With one partner heading in a new direction, I-Cubed ends 10-year businss

After a decade-long business partnership, I-Cubed editor/effects artist Arturo Cubacub and engineer Mark Adler are splitting up and going their separate ways probably around May 1.

While each will offer different types of services, they will continue to share a variation of the I-Cubed name for the time being.

Arturo plans to open full-service I-Cubed Productions in 4,000-sq. ft. of undisclosed new space that will have a stage and sweep. Currently in lease negotiations, his anticipated start date in the new location is May 1.

Adler’s I-Cubed Digital Services remains in their present River East space that will be downsized to 4,000-sq. ft. Alder will continue to specialize in digital intermediate film restoration and other post services.

Arturo’s new I-Cubed will, of course, continue to serve advertising clientele with creative editing and special effects for which he is noted. He is in the process of acquiring Discreet equipment for his “new type of integrated production and post company.”

It was Arturo’s decision to split so that he could move out of conventional post business restrains and “offer a new style of shooting and editing geared to “echo boomer” demographics of 15-29 year olds.

And aiming at those same demographics, he will produce original content and materials that initially would fit all distribution outlets ? television, theatrical, internet and new media ? and not have to be repurposed for each, he said.

I-Cubed Productions’ staff will basically consist of Arturo, an assistant and an in-house producer. All others will be freelance personnel.

The small, flexible, concept is an outgrowth of his experience making “B17,” the film/webisodes he calls a “mini-epic” of social commentary, in which he uses sexual themes as political metaphors.

Eleven “B17” episodes play on YouTube, where it has clocked 1.5 million hits to date since being posted 18 months ago. According to the Emails he’s received, Arturo said he’s told that “people found my directorial and camera style very affective.”

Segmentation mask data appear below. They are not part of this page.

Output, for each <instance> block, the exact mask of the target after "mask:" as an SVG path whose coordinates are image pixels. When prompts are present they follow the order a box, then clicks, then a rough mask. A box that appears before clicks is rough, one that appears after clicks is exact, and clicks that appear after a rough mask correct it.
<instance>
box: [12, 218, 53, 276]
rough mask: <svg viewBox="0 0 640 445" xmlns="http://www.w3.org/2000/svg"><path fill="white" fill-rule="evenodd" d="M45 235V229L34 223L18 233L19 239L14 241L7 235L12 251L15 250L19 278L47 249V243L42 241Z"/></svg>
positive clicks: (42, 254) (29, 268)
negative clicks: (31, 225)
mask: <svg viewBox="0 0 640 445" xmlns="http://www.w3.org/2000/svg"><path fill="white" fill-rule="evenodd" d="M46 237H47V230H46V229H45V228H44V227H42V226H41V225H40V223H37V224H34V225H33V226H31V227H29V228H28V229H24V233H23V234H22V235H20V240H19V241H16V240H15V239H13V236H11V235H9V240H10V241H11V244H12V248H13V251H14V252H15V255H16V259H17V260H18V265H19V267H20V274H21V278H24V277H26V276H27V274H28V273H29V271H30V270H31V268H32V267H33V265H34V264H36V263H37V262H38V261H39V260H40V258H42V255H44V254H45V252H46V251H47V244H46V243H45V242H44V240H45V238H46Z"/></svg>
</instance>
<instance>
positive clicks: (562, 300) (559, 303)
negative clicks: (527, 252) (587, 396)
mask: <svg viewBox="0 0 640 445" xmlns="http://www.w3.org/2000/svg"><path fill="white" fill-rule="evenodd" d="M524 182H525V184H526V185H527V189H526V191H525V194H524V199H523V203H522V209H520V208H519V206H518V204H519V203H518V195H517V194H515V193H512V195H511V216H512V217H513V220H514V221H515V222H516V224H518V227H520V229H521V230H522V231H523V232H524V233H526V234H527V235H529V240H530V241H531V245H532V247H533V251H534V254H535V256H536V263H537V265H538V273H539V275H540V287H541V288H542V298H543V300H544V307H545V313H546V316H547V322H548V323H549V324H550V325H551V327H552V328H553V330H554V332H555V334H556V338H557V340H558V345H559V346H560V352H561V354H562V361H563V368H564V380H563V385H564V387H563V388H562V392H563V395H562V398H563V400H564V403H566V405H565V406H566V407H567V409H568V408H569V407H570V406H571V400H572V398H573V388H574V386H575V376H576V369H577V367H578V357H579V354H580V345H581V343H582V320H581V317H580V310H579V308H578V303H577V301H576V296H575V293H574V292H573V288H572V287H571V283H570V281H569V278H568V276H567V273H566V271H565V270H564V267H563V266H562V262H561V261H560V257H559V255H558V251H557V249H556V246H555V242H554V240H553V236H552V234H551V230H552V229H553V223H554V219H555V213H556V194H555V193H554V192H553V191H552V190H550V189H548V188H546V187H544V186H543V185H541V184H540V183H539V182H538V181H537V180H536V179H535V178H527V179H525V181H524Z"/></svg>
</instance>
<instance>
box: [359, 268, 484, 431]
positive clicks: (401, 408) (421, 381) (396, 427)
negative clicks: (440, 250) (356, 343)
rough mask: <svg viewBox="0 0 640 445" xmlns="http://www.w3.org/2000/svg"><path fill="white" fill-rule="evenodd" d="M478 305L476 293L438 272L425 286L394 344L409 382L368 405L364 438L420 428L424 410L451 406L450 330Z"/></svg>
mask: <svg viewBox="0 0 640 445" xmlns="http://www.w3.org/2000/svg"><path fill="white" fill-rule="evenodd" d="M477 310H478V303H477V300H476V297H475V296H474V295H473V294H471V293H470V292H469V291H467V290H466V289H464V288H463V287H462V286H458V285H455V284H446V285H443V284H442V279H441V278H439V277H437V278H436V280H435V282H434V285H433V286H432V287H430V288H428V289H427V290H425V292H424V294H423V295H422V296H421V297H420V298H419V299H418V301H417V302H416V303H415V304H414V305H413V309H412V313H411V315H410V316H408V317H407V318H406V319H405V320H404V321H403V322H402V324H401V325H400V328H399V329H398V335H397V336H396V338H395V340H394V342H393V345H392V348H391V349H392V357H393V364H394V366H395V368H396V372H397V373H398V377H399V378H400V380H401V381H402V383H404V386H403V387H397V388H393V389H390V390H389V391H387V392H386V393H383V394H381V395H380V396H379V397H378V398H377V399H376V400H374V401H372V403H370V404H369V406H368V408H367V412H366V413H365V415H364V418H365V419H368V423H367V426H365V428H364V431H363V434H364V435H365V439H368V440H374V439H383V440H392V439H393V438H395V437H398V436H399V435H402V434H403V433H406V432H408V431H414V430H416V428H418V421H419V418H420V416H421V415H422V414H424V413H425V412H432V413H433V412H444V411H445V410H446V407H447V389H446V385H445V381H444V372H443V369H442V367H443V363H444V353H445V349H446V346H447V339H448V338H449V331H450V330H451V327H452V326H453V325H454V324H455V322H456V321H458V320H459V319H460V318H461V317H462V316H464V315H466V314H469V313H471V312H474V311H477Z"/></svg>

In fact, the directorial and camera style influenced New York agency Saatchi & Saatchi creatives to rethink their approach to a new campaign, yet to be released, Arturo noted.

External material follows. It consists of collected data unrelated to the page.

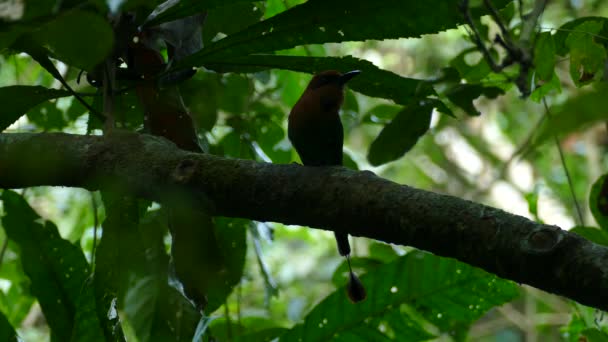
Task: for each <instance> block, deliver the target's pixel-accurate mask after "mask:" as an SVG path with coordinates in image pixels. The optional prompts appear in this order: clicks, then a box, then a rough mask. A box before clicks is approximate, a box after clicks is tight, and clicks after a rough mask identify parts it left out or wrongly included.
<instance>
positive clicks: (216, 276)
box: [207, 217, 251, 312]
mask: <svg viewBox="0 0 608 342" xmlns="http://www.w3.org/2000/svg"><path fill="white" fill-rule="evenodd" d="M250 222H251V221H249V220H243V219H233V218H227V217H216V218H215V229H214V231H215V238H216V243H217V246H218V248H219V250H220V253H221V256H219V258H216V259H215V260H211V261H212V262H215V263H216V265H219V266H220V272H219V273H218V274H216V275H215V278H216V279H215V281H214V282H213V286H212V287H210V289H209V303H208V308H207V310H208V312H212V311H214V310H215V309H217V308H218V307H220V305H222V304H224V302H225V301H226V298H227V297H228V295H230V293H232V290H233V289H234V287H235V286H236V285H237V284H238V283H239V282H240V281H241V277H242V276H243V270H244V267H245V255H246V252H247V241H246V240H247V239H246V237H247V226H248V225H249V224H250Z"/></svg>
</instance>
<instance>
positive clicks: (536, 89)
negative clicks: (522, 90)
mask: <svg viewBox="0 0 608 342" xmlns="http://www.w3.org/2000/svg"><path fill="white" fill-rule="evenodd" d="M552 91H555V92H557V93H558V94H559V93H561V92H562V85H561V83H560V80H559V76H558V75H557V73H556V72H555V71H554V72H553V76H552V77H551V79H550V80H549V82H547V83H544V84H542V85H541V86H540V87H537V88H536V89H534V91H532V93H531V94H530V100H532V101H534V102H540V101H541V100H542V99H543V97H545V96H546V95H548V94H550V93H551V92H552Z"/></svg>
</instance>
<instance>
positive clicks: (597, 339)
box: [579, 328, 608, 342]
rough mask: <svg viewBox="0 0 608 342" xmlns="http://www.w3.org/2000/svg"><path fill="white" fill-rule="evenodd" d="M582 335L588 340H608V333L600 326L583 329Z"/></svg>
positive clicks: (595, 341) (597, 341)
mask: <svg viewBox="0 0 608 342" xmlns="http://www.w3.org/2000/svg"><path fill="white" fill-rule="evenodd" d="M581 335H582V336H585V337H586V338H587V339H586V341H588V342H608V334H606V333H605V332H604V331H603V330H600V329H598V328H588V329H585V330H583V331H581ZM579 341H580V339H579Z"/></svg>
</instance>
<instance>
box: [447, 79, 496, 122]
mask: <svg viewBox="0 0 608 342" xmlns="http://www.w3.org/2000/svg"><path fill="white" fill-rule="evenodd" d="M504 93H505V92H504V90H503V89H501V88H498V87H484V86H482V85H480V84H458V85H456V86H455V87H453V88H452V89H450V90H449V91H448V92H446V96H447V97H448V99H450V101H451V102H453V103H454V104H455V105H457V106H458V107H460V108H462V110H464V111H465V113H467V114H468V115H471V116H478V115H481V113H480V112H479V111H478V110H477V109H476V108H475V105H473V100H475V99H477V98H478V97H480V96H481V95H483V96H485V97H487V98H490V99H494V98H496V97H498V96H499V95H502V94H504Z"/></svg>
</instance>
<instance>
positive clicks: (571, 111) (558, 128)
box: [530, 83, 608, 148]
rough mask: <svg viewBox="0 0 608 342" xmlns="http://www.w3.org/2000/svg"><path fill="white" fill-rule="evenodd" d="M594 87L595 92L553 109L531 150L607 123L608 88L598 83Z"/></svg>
mask: <svg viewBox="0 0 608 342" xmlns="http://www.w3.org/2000/svg"><path fill="white" fill-rule="evenodd" d="M593 87H594V89H593V90H591V91H586V92H583V93H582V94H580V95H578V96H576V97H571V98H570V99H568V100H567V101H566V102H565V103H564V104H562V105H559V106H556V108H551V111H552V115H551V117H550V118H549V120H545V121H544V123H543V124H542V126H541V127H540V128H539V130H538V132H537V136H536V138H535V139H534V141H533V143H532V144H531V146H530V148H534V147H536V146H538V145H541V144H543V143H545V142H547V141H549V140H550V139H553V137H554V136H557V137H559V138H565V137H566V136H567V135H568V134H570V133H573V132H576V131H578V130H581V129H584V128H586V127H588V126H590V125H592V124H594V123H597V122H603V121H606V111H605V108H607V107H608V96H606V94H607V93H608V86H607V85H606V84H603V83H597V84H594V85H593Z"/></svg>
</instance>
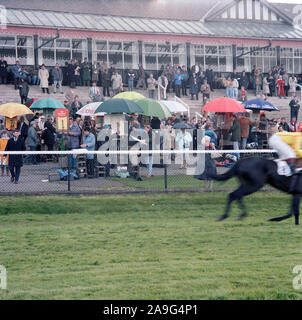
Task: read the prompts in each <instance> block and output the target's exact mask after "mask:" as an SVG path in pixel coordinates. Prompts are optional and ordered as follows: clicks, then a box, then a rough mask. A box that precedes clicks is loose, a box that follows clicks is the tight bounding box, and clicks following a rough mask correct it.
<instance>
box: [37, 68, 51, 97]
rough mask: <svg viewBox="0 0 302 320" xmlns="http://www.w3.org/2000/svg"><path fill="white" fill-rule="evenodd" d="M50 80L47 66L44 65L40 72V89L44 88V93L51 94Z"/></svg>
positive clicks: (43, 88)
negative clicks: (40, 88) (49, 86)
mask: <svg viewBox="0 0 302 320" xmlns="http://www.w3.org/2000/svg"><path fill="white" fill-rule="evenodd" d="M48 78H49V72H48V70H47V69H46V67H45V64H42V67H41V69H40V70H39V79H40V87H41V88H42V92H43V93H45V92H47V93H48V94H49V89H48Z"/></svg>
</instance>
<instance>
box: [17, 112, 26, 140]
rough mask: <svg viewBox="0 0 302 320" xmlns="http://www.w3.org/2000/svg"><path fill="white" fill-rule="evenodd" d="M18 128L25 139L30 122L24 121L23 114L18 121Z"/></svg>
mask: <svg viewBox="0 0 302 320" xmlns="http://www.w3.org/2000/svg"><path fill="white" fill-rule="evenodd" d="M17 128H18V130H20V133H21V138H22V139H23V140H24V141H25V140H26V138H27V136H28V124H26V123H25V122H24V117H23V116H21V117H20V120H19V121H18V123H17Z"/></svg>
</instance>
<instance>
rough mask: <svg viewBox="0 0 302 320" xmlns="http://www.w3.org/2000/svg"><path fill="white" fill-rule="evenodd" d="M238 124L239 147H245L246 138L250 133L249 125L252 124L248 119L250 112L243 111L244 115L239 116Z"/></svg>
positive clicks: (246, 142)
mask: <svg viewBox="0 0 302 320" xmlns="http://www.w3.org/2000/svg"><path fill="white" fill-rule="evenodd" d="M239 124H240V136H241V149H243V150H245V149H246V144H247V139H248V137H249V133H250V126H251V125H253V121H252V120H251V119H250V114H249V113H248V112H246V113H245V115H244V116H242V117H240V118H239Z"/></svg>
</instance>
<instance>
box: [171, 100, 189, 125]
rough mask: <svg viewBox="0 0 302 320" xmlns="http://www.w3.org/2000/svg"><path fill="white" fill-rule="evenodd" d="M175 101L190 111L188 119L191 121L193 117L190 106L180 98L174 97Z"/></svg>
mask: <svg viewBox="0 0 302 320" xmlns="http://www.w3.org/2000/svg"><path fill="white" fill-rule="evenodd" d="M174 100H175V101H177V102H179V103H181V104H182V105H183V106H185V107H186V108H187V110H188V119H189V120H190V116H191V112H190V106H189V105H188V104H186V103H185V102H184V101H183V100H181V99H180V98H178V97H177V96H175V97H174Z"/></svg>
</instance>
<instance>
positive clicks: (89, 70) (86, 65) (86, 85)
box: [81, 58, 91, 87]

Adler is working on strategic relations

The more low key Adler will retain the company’s multi-million dollar arsenal of digital equipment: A NuCoda software color correction system; NuCoda film cutter a conforming system; DaVinci Restoration software; film scanning and recording and output to film.

Adler has a lock on the city’s only DI workflow at this time, although editor/color correction master Tom Rovak and NoLo Digital Film, the new company of three former I-Cubed staffers, are seeking space for their respective DI post facilities.

“What I’d like to have happen,” said Adler, “is to work out strategic relationships with creative editing and other services so that we can share clients and technology.”

Still to be resolved before the breakup can be classified official are legal and accounting matters, currently in the process of negotiation between the former partners.

I-Cubed’s breakup is the third established posthouse to close its doors since September, 2005 when Superior Street, also a 10-year old company, declared bankruptcy.

Thirty-year old Swell shuttered in June, 2006 and a few months later Del Hall Video closed its doors after 25 years when a realtor bought it property. Post Effects was sold to AnswersMedia in February. And Avenue Edit changed ownership earlier in 2006.